Baru-baru ini, saya memulai sebuah tulisan yang sepertinya membawa saya ke suatu tempat, kembali ke teka-teki perceraian orang tua saya. Itu memungkinkan saya, pada akhirnya, untuk melampaui perspektif saya sendiri dan memahami sesuatu yang baru tentang pemeran karakter yang telah terlibat.

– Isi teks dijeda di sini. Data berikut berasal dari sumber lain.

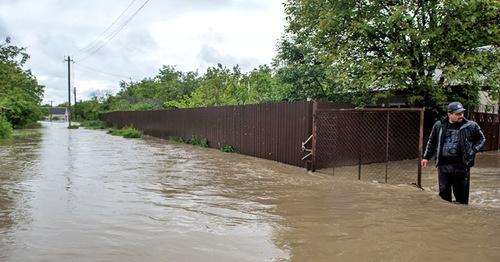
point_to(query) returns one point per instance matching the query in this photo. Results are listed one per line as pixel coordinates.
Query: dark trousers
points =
(454, 176)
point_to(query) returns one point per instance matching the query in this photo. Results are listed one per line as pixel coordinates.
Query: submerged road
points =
(84, 195)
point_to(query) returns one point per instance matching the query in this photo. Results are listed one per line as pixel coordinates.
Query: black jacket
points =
(470, 136)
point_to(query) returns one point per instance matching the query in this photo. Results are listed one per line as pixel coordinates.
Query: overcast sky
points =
(114, 40)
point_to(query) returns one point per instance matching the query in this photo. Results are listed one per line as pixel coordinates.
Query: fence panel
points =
(272, 131)
(377, 145)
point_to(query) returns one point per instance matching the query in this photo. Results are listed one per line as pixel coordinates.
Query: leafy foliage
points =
(5, 128)
(433, 50)
(19, 89)
(126, 132)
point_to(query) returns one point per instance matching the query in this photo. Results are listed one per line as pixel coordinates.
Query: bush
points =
(228, 149)
(94, 124)
(126, 132)
(5, 128)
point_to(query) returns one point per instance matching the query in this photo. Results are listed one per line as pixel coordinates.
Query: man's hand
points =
(424, 163)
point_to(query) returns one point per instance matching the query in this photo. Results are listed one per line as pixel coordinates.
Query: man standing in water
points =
(455, 141)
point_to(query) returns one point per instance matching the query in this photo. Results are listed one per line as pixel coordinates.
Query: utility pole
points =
(51, 110)
(75, 101)
(69, 90)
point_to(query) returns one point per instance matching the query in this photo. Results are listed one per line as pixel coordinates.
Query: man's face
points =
(456, 117)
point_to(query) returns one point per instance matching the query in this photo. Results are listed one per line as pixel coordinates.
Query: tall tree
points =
(19, 89)
(429, 49)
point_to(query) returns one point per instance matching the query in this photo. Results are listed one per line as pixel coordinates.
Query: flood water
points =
(84, 195)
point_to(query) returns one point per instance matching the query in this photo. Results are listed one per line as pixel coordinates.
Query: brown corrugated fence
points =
(272, 131)
(283, 132)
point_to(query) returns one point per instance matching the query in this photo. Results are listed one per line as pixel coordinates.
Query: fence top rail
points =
(374, 109)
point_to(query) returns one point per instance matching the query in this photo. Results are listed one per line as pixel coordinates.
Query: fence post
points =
(314, 119)
(387, 144)
(420, 148)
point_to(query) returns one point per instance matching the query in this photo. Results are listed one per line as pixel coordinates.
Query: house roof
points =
(57, 110)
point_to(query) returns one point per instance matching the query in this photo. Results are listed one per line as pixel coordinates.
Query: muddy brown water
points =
(84, 195)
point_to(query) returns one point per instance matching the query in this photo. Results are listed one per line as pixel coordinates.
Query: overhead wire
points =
(106, 73)
(105, 41)
(94, 43)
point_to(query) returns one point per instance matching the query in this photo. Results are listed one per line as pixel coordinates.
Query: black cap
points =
(455, 107)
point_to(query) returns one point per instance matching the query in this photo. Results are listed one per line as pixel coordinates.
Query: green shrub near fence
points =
(5, 128)
(126, 132)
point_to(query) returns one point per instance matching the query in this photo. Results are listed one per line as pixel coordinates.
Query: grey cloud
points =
(211, 57)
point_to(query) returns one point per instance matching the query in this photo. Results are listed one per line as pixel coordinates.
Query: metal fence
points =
(490, 126)
(271, 131)
(381, 145)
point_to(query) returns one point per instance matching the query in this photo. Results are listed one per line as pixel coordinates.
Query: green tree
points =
(221, 86)
(263, 85)
(19, 89)
(428, 49)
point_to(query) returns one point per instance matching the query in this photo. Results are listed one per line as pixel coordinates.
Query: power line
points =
(94, 43)
(106, 73)
(115, 32)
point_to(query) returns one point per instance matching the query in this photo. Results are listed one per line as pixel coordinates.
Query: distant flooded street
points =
(84, 195)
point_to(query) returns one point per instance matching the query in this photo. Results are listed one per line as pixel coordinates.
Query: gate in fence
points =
(383, 145)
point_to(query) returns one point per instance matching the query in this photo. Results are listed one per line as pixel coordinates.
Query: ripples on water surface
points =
(84, 195)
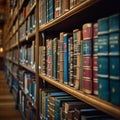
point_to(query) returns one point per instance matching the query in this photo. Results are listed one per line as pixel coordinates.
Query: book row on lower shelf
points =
(86, 59)
(27, 110)
(58, 105)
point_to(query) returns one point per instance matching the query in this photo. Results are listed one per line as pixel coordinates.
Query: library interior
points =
(59, 60)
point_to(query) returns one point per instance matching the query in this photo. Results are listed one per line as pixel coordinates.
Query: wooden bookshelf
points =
(90, 99)
(87, 11)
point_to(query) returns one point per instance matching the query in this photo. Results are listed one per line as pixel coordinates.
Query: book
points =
(95, 58)
(58, 7)
(42, 59)
(54, 58)
(76, 58)
(58, 104)
(49, 57)
(103, 59)
(87, 66)
(114, 58)
(65, 6)
(66, 58)
(61, 58)
(71, 62)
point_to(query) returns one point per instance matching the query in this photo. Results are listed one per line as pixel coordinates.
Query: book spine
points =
(65, 6)
(77, 52)
(66, 65)
(54, 58)
(87, 58)
(70, 51)
(114, 58)
(95, 59)
(58, 5)
(61, 57)
(51, 9)
(49, 57)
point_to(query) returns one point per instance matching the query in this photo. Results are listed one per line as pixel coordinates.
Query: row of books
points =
(50, 9)
(57, 105)
(27, 54)
(88, 59)
(28, 83)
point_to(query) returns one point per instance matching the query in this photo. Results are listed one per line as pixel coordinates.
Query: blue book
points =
(66, 60)
(103, 89)
(115, 91)
(114, 22)
(103, 44)
(114, 43)
(103, 25)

Dalam adegan itu, seorang pria masuk ke sebuah bar. Dia lelah, bukan karena seharian bekerja keras, tetapi karena kesepian tinggal di negara yang terasa sangat asing baginya. Dia memesan minuman dari seorang wanita muda yang kerentanannya dia temukan bergerak aneh.
Pada saat dia meletakkan minumannya, dia juga telah memperhatikan kebaikan hangat di matanya. Terlepas dari dirinya sendiri, dia mendapati dirinya berpikir bahwa dia mungkin membawanya jauh dari tempat ini ke negara lain di mana dia bisa memulai lagi.
Dia lelah berjuang untuk dirinya sendiri. Dia merasakan gelombang keinginan dan kemungkinan, untuk keluarganya sendiri, sesuatu yang tidak berani dia harapkan sejak dia menjadi yatim piatu pada usia sembilan tahun.
Di penghujung malam, dia dipenuhi dengan perasaan hangat dan bahagia yang sudah lama tidak dia rasakan. Perasaan inilah yang ingin dia pertahankan. Inilah yang dia pikirkan saat dia meminta untuk bertemu dengannya lagi. Dia tidak memikirkan gadis berusia empat tahun di seberang kota yang terbangun dari mimpi buruk menanyakan ayahnya. Dia tidak tahu bahwa gadis ini ada.